Through His interview of the Samaritan woman the Lord convinced the men of Samaria that He was "indeed the Christ, the Saviour of the world" (John 4:42). Jesus commissioned His vanguard of disciples to make Samaria the first stop on the long journey to bless "the kindreds of the earth" by "turning away every one of you from his iniquities" (Acts 3:24-26).
Philip came to Samaria preaching Christ (Acts 8:5). This message consisted of declaring the Church of Christ, the authority of Christ and baptism into Christ (Acts 8:12). This is Great Commission preaching (Luke 24:44-48). Men cannot be saved except they believe that Jesus is the Son of God (John 8:21-24). They must know that He is the crucified, resurrected and glorified Lord of Lords (Acts 2:26). This is what Philip preached when he preached the "name" of Jesus Christ.

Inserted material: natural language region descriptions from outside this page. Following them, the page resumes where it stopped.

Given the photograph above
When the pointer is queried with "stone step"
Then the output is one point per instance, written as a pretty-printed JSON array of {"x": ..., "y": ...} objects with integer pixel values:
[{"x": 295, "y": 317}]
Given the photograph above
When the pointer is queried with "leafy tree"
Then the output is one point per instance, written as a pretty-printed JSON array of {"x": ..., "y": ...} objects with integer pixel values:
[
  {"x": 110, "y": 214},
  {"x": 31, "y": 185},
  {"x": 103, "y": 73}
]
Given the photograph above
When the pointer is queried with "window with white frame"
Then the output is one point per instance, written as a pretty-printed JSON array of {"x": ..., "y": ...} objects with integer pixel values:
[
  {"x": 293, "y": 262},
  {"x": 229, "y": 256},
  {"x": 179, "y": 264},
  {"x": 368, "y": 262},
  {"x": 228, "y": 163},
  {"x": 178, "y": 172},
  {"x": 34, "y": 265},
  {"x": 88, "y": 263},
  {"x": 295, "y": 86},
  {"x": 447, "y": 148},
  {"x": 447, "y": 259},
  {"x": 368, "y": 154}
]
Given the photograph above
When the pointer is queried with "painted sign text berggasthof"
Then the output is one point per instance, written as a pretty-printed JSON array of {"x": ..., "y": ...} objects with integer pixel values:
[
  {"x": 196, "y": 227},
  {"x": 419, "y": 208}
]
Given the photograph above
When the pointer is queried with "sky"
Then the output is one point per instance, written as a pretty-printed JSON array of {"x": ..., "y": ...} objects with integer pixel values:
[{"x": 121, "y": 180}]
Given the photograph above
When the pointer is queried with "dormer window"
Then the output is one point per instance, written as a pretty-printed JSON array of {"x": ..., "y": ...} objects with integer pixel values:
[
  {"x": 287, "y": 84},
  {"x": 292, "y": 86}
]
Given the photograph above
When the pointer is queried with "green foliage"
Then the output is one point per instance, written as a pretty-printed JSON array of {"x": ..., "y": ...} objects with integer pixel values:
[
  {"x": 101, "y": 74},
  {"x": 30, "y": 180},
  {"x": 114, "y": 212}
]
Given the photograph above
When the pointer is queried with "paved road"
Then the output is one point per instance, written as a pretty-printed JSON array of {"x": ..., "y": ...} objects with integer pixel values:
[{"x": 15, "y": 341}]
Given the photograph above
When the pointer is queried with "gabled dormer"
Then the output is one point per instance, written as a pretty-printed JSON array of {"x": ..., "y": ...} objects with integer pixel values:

Neither can they be saved without having been added to the one church (Acts 2:47). Jesus is the one who identified the church as His eternal Kingdom (Matt. 16:18,19). He announced the new birth was the only means of entrance thereto (John 3:3-5), shed His blood for the purchase thereof (Acts 20:28) and added men to it as they were saved (Acts 2:47). Baptism into Christ is where one is born again (Titus 3:3-7) and raised a new creature (Rom. 6:3-6). When we are added to the church (Acts 2:47; Col. 1:13) we become citizens of the heavenly commonwealth (Eph. 2:16-21) and the purchased possession of the Son of God (Eph. 5:23-27).
The people of Samaria had been under the influence of a sorcerer named Simon for a long time (Acts 8:11). Simon had seduced them with error and bewitched them with slight of hand. However, Philip shook the kingdom of Satan to its very foundations with the confirmed word of God (Acts 8:13; cf. Mark 16:17-20). So much so, that the whole church of the Devil and its senior "pastor" were converted to Christ (Acts 8:12,13).
Today, we need to be confident that the same Gospel, preached with the same clarity and force will convert those in error and those that brought them their provided Truth is given a fair and impartial hearing.
In the midst of this evangelistic success Satan was still working. Simon while new in the faith and still weak in the flesh offered the apostles money for the power to give the Holy Spirit (Acts 8:14-19). Peter rebuked Simon severely for his thoughtless error (8:20-23) and Simon, because his heart was still tender, quickly turned and sought God's mercy (8:24).
Satan is always seeking to thwart the peaceful and prosperous growth of the local church. He makes Christians, young and old, the objects of his loathsome ploys (1 Peter 5:8). Satan's objective is to halt evangelism. We must all remember that we are men of "like passions" (James 5:17). As long as we are in the flesh we will be tempted (Jam. 1:13-15). Some will sin. In those desperate hours what we need are men who will readily repent and pray (John 1:7-9).
While severely challenged by their previous error and Simon's transgression the Church in Samaria became a center for evangelism throughout the province (Acts 8:25). Peter and John remained in Samaria long enough to confirm the Disciples in the faith and impart to them the necessary spiritual gifts (Acts 8:14,15).
They then continued their success in many of the villages of the Samaritans. If every Church would do what this Church did, world evangelization would again be possible. Too often, we let Church problems and people problems stop our efforts in saving the lost. We need to keep our primary mission before us at all times -- seek and save the lost.
The Samaritan Church was a tremendous Church. In both its trials and success, it stands as an example to congregations today.